Nur mit einer sicheren Bindung können sich Kinder ihrer Umwelt zuwenden, sie entdecken und sich aktiv die Welt aneignen, wie es Professorin Renate Zimmer vom Niedersächsischen Institut für Frühkindliche Entwicklung formuliert. Dies zu negieren, ist eine pädagogische Bankrotterklärung und bedroht den Erfolg der Erziehungsarbeit in unseren Kitas.

(Beifall der AfD)

Zeigt sich allein darin schon die Realitäts- und Praxisferne des vorliegenden Entwurfs, so erhärtet sich dieser Eindruck noch beim Blick auf das neue System zur Personalberechnung. Bot das bisherige Gruppenprinzip den Einrichtungsträgern eine gewisse Flexibilität und Planungssicherheit, sollen künftig nur noch die exakte Anzahl der Plätze und deren Auslastung von Bedeutung sein. Zahlreiche Rechenmodelle belegen, dass hierdurch Stellenstreichungen notwendig werden, was die angesprochene Fachkraft-Kind-Relation weiter verschlechtern wird. So rechnet beispielsweise die Stadt Landau mit 44, der Kreis

Bad Dürkheim sogar mit 144 wegfallenden Stellen.
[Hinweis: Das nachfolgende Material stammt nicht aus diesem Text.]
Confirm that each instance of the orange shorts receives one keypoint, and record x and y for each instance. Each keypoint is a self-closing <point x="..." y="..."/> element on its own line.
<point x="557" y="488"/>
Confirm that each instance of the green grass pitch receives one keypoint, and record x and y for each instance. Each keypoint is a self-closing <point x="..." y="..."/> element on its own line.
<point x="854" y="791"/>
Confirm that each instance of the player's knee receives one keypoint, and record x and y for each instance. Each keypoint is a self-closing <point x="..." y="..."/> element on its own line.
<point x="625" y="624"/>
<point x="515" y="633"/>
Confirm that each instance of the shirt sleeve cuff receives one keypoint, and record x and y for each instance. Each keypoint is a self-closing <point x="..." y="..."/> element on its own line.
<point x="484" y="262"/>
Darüber hinaus soll es eine vollständige Personalkostenerstattung nur dann geben, wenn mindestens 92 % der vorgehaltenen Plätze im zurückliegenden Abrechnungsjahr auch tatsächlich belegt waren. Damit drohen Kita-Trägern, die unter diesem Wert bleiben, im Nachhinein erhebliche Finanzierungslücken. Das betrifft vor allem kleine Einrichtungen im ländlichen Raum, denen auf diese Weise jede Planungssicherheit verloren geht.

Die Folgen lassen sich leicht abschätzen: befristete Arbeitsverträge und Teilzeitstellen. Das aber schadet nicht nur den betroffenen Erzieherinnen und den Kindern, sondern mindert insgesamt die Attraktivität des Erzieherberufs und wird kaum dazu beitragen, den allseits beklagten Fachkräftemangel zu beheben.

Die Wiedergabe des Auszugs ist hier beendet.